Summary: Through the src attribute of the IFRAME to the local domain, the cross-domain data is transferred from the Window.name to the local domain by the IFRAME. This cleverly bypasses the browser's cross-domain access restrictions, but at the same time it is safe to operate.

V. PostMessage cross-Domain

PostMessage is an API in HTML5 XMLHttpRequest Level 2 and is one of the few window properties that can operate across domains, and it can be used to address issues such as the following:
A.) The data passing of the page and its open new window
B.) Message passing between multiple windows
C.) page and nested IFRAME message delivery
D.) Cross-domain data transfer for the above three scenarios

Usage: PostMessage (Data,origin) method accepts two parameters
The DATA:HTML5 specification supports any basic type or replicable object, but some browsers only support strings, so it is best to serialize with json.stringify () when you pass the parameter.
Origin: Protocol + host + port number, can also be set to "*", indicating can be passed to any window, if you want to specify the same as the current window is set to "/".

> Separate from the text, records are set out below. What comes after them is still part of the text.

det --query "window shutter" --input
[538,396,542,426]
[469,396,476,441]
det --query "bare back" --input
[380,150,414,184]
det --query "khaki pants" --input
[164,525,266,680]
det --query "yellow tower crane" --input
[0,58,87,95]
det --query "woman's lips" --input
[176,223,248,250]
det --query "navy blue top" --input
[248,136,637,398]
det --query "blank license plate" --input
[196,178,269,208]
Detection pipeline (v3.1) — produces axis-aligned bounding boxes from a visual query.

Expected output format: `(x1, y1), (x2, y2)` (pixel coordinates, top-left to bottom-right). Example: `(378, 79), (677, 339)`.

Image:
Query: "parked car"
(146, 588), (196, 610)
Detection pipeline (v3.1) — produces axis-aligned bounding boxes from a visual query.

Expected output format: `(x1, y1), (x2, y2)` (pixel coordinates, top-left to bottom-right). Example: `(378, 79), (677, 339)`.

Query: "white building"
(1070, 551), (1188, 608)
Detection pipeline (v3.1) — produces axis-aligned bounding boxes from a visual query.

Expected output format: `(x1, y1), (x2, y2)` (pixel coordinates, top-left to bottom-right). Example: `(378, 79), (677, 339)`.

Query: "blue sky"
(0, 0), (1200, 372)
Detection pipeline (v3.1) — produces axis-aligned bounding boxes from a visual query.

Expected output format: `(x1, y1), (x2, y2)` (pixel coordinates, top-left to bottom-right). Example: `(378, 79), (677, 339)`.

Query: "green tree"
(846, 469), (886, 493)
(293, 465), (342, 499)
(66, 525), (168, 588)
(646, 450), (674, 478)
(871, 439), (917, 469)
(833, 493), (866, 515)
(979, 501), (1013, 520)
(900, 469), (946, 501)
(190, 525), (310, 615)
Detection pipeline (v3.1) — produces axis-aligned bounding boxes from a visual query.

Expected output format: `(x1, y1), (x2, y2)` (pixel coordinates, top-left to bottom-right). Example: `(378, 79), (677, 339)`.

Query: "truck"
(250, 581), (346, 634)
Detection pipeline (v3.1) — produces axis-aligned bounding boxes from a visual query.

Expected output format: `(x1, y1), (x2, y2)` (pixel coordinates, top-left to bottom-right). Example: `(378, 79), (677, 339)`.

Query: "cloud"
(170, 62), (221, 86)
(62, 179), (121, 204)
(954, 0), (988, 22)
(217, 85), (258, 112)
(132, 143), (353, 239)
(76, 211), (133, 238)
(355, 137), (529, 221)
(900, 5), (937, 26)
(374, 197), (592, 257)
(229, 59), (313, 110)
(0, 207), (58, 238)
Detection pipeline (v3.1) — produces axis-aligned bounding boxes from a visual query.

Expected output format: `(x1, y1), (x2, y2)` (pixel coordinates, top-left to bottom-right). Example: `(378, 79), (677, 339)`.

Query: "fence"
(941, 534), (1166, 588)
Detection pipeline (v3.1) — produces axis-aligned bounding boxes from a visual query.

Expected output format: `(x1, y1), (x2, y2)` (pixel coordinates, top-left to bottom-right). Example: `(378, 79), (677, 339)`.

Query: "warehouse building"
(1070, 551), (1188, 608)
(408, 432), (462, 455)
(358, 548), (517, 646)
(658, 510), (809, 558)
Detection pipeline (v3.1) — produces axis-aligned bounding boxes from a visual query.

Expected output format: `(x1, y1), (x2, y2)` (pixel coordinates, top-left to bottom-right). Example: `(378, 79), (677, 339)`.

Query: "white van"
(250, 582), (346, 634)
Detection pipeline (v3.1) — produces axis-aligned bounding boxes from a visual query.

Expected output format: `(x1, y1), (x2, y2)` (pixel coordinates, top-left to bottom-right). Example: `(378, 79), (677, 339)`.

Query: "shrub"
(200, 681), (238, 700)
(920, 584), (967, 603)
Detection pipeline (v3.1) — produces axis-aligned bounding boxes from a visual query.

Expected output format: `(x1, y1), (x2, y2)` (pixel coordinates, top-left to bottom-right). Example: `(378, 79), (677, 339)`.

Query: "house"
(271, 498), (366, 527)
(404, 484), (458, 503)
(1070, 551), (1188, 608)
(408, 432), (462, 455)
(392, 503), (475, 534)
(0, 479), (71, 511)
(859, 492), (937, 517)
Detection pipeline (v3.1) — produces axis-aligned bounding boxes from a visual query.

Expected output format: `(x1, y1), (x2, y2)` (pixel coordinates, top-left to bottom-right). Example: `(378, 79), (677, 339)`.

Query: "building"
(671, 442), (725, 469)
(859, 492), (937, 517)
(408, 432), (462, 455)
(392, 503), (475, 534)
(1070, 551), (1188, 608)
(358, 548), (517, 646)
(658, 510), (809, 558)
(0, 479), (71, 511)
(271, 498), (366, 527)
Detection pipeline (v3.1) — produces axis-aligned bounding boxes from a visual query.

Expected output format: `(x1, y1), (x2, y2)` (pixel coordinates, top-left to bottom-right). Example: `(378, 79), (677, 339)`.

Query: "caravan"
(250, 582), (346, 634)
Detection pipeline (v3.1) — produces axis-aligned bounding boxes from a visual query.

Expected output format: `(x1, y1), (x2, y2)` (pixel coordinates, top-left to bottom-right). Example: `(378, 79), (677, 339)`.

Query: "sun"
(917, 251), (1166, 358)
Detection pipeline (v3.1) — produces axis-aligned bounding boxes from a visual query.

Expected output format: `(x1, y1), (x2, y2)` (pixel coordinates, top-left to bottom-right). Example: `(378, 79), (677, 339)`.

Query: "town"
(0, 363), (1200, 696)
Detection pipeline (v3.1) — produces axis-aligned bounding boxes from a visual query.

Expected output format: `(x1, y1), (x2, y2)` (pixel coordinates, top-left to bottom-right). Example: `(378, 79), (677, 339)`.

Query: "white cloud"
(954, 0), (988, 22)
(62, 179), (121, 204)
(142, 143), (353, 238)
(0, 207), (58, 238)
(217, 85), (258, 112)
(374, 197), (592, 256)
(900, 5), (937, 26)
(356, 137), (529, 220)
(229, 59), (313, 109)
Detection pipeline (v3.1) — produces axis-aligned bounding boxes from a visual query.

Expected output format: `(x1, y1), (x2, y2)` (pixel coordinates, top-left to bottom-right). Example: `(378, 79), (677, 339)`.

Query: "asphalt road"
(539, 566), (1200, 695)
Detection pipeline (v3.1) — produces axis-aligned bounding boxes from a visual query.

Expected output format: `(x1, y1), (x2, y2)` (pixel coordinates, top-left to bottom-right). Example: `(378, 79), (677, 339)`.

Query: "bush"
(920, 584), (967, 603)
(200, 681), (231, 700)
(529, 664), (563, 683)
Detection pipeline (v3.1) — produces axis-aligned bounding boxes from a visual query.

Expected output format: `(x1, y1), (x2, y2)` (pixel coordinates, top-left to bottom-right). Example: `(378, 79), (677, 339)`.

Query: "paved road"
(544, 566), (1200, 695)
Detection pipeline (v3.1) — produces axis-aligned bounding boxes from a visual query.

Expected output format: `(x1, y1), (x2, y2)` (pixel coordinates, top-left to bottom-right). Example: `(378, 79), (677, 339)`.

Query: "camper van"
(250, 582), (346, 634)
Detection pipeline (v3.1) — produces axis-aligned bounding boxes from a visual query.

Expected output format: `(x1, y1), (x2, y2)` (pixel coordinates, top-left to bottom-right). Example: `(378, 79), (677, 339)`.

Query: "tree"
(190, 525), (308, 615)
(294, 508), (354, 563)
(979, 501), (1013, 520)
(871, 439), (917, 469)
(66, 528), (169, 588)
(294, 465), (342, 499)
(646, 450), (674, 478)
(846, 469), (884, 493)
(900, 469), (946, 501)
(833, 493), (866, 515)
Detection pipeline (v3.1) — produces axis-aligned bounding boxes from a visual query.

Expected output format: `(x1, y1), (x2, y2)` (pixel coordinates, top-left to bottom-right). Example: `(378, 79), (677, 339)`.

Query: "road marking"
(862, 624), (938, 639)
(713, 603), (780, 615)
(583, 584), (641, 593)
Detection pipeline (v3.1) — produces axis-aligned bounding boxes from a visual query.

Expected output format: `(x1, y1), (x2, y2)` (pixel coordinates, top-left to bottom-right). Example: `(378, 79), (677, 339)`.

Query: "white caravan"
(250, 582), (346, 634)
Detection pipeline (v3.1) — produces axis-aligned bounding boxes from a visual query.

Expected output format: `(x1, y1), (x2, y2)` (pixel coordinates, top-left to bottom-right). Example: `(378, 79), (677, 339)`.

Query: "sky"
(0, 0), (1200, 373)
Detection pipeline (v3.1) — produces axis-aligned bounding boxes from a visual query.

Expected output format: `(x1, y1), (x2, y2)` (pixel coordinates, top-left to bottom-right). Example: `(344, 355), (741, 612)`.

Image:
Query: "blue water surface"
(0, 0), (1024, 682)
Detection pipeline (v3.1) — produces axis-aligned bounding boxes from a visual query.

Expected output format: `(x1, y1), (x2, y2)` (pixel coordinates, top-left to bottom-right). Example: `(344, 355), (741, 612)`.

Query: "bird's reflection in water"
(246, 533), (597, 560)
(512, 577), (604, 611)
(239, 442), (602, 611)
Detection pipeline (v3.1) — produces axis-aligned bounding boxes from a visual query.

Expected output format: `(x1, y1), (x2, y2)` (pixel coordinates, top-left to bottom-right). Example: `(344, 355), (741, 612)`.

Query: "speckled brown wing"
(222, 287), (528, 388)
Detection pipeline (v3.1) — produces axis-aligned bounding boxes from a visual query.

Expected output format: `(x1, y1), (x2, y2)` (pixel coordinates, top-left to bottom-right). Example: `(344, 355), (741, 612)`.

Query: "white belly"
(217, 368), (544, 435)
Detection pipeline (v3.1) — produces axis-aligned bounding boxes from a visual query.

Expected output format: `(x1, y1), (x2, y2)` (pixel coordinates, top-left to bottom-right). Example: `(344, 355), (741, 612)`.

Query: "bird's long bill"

1.) a.html: (http://www.domain1.com/a.html)

<iframe id= "iframe" src= "http://www.domain2.com/b.html" style= "Display:none;" ></iframe><script>           var iframe = document.getElementById (' iframe ');    Iframe.onload = function () {        var data = {            name: ' Aym '        };        Transmitting cross-domain data        iframe.contentWindow.postMessage (json.stringify (data), ' http://www.domain2.com ') to domain2;    };    Accept domain2 Return Data    window.addeventlistener (' message ', function (e) {        alert (' Data from domain2---> ' + e.data) ;    }, False);</script>

2.) b.html: (http://www.domain2.com/b.html)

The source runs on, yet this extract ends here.